In Lünen soll an der Röntgenstraße eine neue viergruppige Kita samt Großtagespflegestelle entstehen. In der Politik regt sich allerdings Widerstand gegen das dreigeschossige Gebäude.

Von der Straße Auf der Kniepe führt ein schmaler und ungepflegter Fußweg zur Röntgenstraße. Auf der linken Seite befindet sich ein rund 1460 Quadratmeter großes Brachgelände. Das Gelände im südöstlichen Bereich des Lüner Geistviertels ist zugewuchert. Hohe Pflanzen machen es fast unmöglich einen Überblick über die Fläche zu erlangen. Ein altes Zaunplakat weist darauf hin, dass dort zwei Einfamilienhäuser entstehen sollen.

Ein altes Zaunplakat weist noch auf den Bau zweier Einfamilienhäuser hin.
Ein altes Zaunplakat weist noch auf den Bau zweier Einfamilienhäuser hin. © Julian Preuß © Julian Preuß

Doch nun soll dort eine neue Kita entstehen. Platz für vier Gruppen soll diese bieten. 16 Kinder unter drei Jahren sowie 58 bis 64 Kinder über drei Jahren könnten dann betreut werden. Zusätzlich soll es eine Großtagespflegestelle geben. Die Verwaltung strebe seit 2019 den Bau einer solchen Kita im Bereich Mitte an, so geht es aus der Vorlage für den Haupt- und Finanzausschuss der Stadt Lünen hervor.

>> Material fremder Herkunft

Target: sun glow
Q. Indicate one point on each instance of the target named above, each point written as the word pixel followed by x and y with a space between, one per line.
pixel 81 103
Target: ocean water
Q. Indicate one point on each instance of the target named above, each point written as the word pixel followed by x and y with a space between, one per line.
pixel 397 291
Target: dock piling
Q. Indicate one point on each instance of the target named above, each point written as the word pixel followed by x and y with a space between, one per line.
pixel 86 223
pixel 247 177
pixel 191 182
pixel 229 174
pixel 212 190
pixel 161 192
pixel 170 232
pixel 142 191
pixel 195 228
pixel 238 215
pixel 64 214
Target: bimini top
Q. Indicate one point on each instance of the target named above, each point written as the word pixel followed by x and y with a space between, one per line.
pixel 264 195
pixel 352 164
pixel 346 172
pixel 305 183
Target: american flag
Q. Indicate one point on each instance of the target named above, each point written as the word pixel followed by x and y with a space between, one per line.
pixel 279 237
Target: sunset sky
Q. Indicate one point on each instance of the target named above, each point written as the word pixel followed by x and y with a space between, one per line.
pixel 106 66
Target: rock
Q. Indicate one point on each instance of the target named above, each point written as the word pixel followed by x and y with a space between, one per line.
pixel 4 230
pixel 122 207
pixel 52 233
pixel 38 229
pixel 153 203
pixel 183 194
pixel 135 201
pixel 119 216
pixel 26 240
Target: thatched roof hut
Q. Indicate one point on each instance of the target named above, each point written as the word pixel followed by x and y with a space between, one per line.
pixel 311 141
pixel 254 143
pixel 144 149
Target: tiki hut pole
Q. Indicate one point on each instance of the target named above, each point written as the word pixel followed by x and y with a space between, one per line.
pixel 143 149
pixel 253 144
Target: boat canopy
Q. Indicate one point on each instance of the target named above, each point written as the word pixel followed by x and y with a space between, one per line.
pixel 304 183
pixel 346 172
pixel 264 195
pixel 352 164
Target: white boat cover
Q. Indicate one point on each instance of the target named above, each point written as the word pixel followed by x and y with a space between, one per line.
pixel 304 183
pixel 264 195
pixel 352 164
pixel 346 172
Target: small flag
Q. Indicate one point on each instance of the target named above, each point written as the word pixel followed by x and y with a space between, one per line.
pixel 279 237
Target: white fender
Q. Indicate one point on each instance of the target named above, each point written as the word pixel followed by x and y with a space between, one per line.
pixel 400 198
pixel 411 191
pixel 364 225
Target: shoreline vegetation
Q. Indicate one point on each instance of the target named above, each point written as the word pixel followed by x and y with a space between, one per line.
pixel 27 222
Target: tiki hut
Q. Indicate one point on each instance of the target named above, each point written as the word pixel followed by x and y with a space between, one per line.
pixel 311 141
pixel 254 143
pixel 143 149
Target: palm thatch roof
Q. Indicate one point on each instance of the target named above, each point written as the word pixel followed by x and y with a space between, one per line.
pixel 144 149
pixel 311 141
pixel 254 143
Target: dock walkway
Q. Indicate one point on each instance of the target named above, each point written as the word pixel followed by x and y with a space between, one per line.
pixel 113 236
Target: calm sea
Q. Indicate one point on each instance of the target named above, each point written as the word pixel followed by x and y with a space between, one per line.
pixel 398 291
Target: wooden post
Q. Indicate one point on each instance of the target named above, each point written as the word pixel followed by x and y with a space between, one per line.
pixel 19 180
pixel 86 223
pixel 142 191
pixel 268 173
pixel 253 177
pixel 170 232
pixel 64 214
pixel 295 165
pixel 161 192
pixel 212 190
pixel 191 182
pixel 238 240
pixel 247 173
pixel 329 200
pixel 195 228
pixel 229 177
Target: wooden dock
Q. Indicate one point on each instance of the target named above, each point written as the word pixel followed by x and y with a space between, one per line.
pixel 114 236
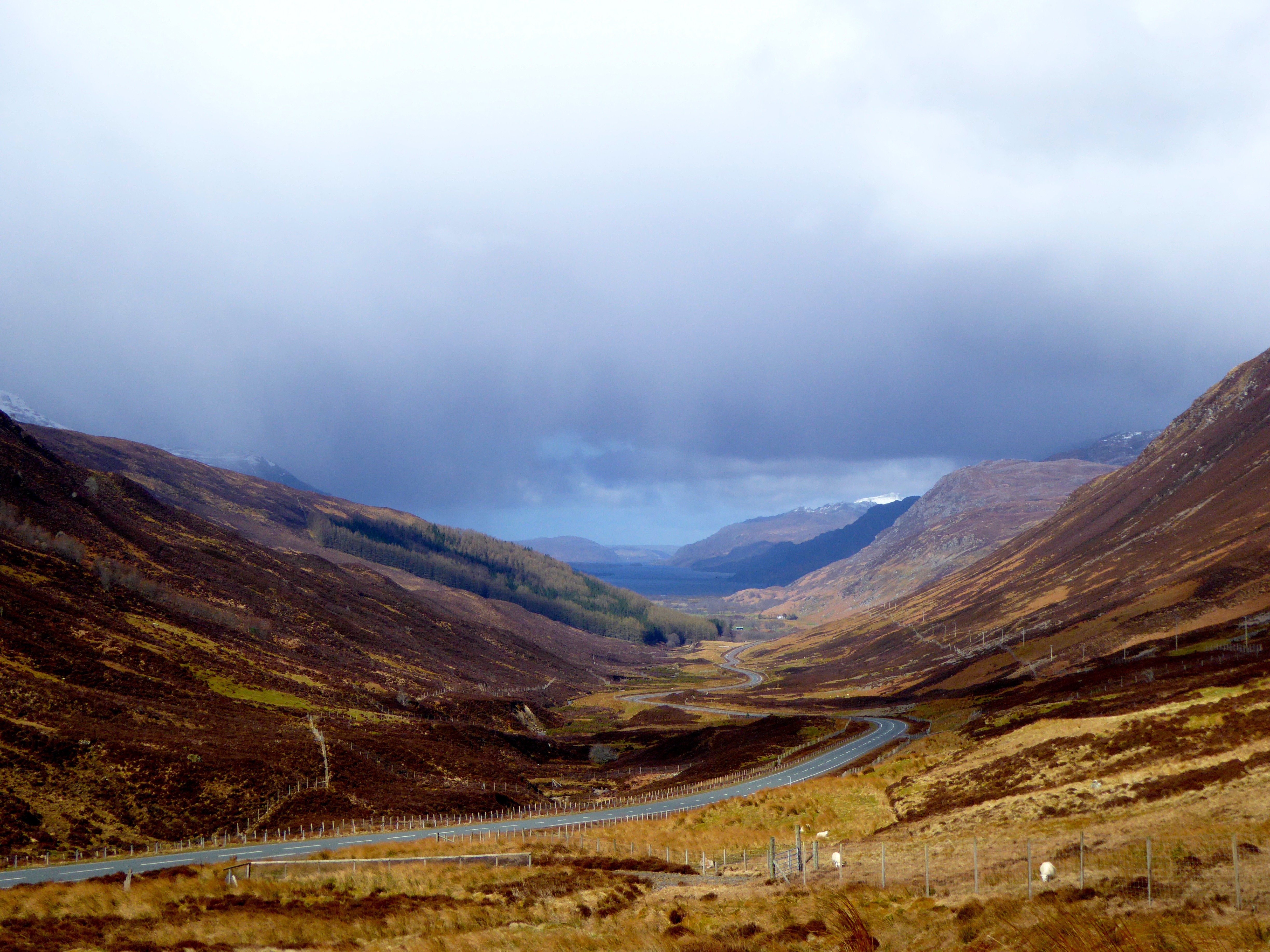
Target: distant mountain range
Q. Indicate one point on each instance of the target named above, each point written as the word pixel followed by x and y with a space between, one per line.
pixel 964 517
pixel 752 536
pixel 785 562
pixel 1169 550
pixel 575 549
pixel 1116 450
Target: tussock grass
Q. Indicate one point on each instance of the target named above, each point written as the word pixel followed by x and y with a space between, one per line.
pixel 571 911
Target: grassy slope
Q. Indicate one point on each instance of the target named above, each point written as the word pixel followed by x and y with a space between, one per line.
pixel 1174 544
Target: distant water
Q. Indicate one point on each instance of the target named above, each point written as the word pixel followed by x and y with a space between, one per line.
pixel 661 580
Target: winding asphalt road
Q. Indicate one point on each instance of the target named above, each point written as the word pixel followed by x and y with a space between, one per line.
pixel 885 730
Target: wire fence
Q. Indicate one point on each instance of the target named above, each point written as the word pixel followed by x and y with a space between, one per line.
pixel 1222 867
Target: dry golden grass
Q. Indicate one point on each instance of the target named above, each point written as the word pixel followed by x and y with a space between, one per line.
pixel 563 909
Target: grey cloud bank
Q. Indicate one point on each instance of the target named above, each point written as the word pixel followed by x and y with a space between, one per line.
pixel 556 270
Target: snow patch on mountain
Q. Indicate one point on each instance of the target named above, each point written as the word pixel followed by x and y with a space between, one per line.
pixel 18 409
pixel 881 501
pixel 247 464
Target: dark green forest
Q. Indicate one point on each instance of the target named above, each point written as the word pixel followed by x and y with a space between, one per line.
pixel 491 568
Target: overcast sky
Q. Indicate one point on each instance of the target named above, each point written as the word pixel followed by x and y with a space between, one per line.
pixel 629 272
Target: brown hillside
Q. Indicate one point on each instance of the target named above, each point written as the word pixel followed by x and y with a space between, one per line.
pixel 1173 545
pixel 158 669
pixel 277 516
pixel 964 517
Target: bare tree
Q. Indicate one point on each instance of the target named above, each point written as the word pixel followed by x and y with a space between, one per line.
pixel 322 746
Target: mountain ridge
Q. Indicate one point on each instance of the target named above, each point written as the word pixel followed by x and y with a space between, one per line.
pixel 967 515
pixel 304 521
pixel 1177 545
pixel 794 526
pixel 785 562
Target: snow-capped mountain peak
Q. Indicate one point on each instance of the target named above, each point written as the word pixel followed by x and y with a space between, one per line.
pixel 18 409
pixel 882 501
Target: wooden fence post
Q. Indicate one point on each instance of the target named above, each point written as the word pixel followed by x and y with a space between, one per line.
pixel 1029 870
pixel 977 866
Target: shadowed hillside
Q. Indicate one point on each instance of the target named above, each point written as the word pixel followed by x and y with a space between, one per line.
pixel 964 517
pixel 1175 545
pixel 284 517
pixel 158 672
pixel 787 562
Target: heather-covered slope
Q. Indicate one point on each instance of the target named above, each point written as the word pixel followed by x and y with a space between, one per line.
pixel 1178 544
pixel 284 517
pixel 964 517
pixel 158 668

Kita-Gebäude soll laut Plan dreigeschossig errichtet werden

Drei Geschosse solle der Neubau haben. Dies sei nötig, um den vier Gruppen draußen ausreichend große Spielflächen zur Verfügung stellen zu können. Je Kind seien mindestens zehn Quadratmeter vorgesehen, heißt es in der Vorlage. Pro Kitajahr würden die Betriebskosten, bzw. die laufenden Kosten etwa 550.000 Euro betragen.

Auf dem Grundstück solle es nur für die Mitarbeitenden entsprechende Parkmöglichkeiten geben. Für Eltern seien dort keine Stellplätze vorgesehen. Zudem sei die Röntgenstraße nicht geeignet, um Kinder zur Kita zu bringen oder sie abzuholen. Stattdessen sieht die Vorlage im vorderen Bereich der Grünfläche Auf der Kiepe vier bis sechs Parkplätze vor.

Auf dieser Grünfläche sollen laut Vorlage mehrere Autostellplätze entstehen, die von Eltern genutzt werden können.
Auf dieser Grünfläche sollen laut Vorlage mehrere Autostellplätze entstehen, die von Eltern genutzt werden können. © Julian Preuß © Julian Preuß

Doch genau diese beiden Aspekte sorgen für Kritik seitens der Lüner Politik. Die SPD-Fraktion wolle zwar einer Kita an dem besagten Standort grundsätzlich zustimmen, hieß es in dem Ausschuss. Dennoch wolle sie einen Änderungsantrag anbringen. Darin werde sie die Reduzierung auf ein zweigeschossiges Gebäude und den Verzicht auf die Parkplätze auf der Grünfläche fordern.

Ausschuss vertagt Antrag in den Rat

Arnold Reeker, technischer Beigeordneter der Stadt Lünen, signalisierte bereits die Bereitschaft, dass auf eine dritte Etage verzichtet werden könne. Er sei zuversichtlich, auch für die Parkplätze eine zufriedenstellende Lösung zu finden. An den Betriebskosten werde sich im Falle eines zweigeschossigen Gebäudes nichts verändern.

Wegen des angekündigten Änderungsantrages gab der Haupt- und Finanzausschuss keine Beschlussempfehlung für Ratssitzung am kommenden Donnerstag (16.9.) ab. Dementsprechend wurde der Bauantrag in den Rat vertagt.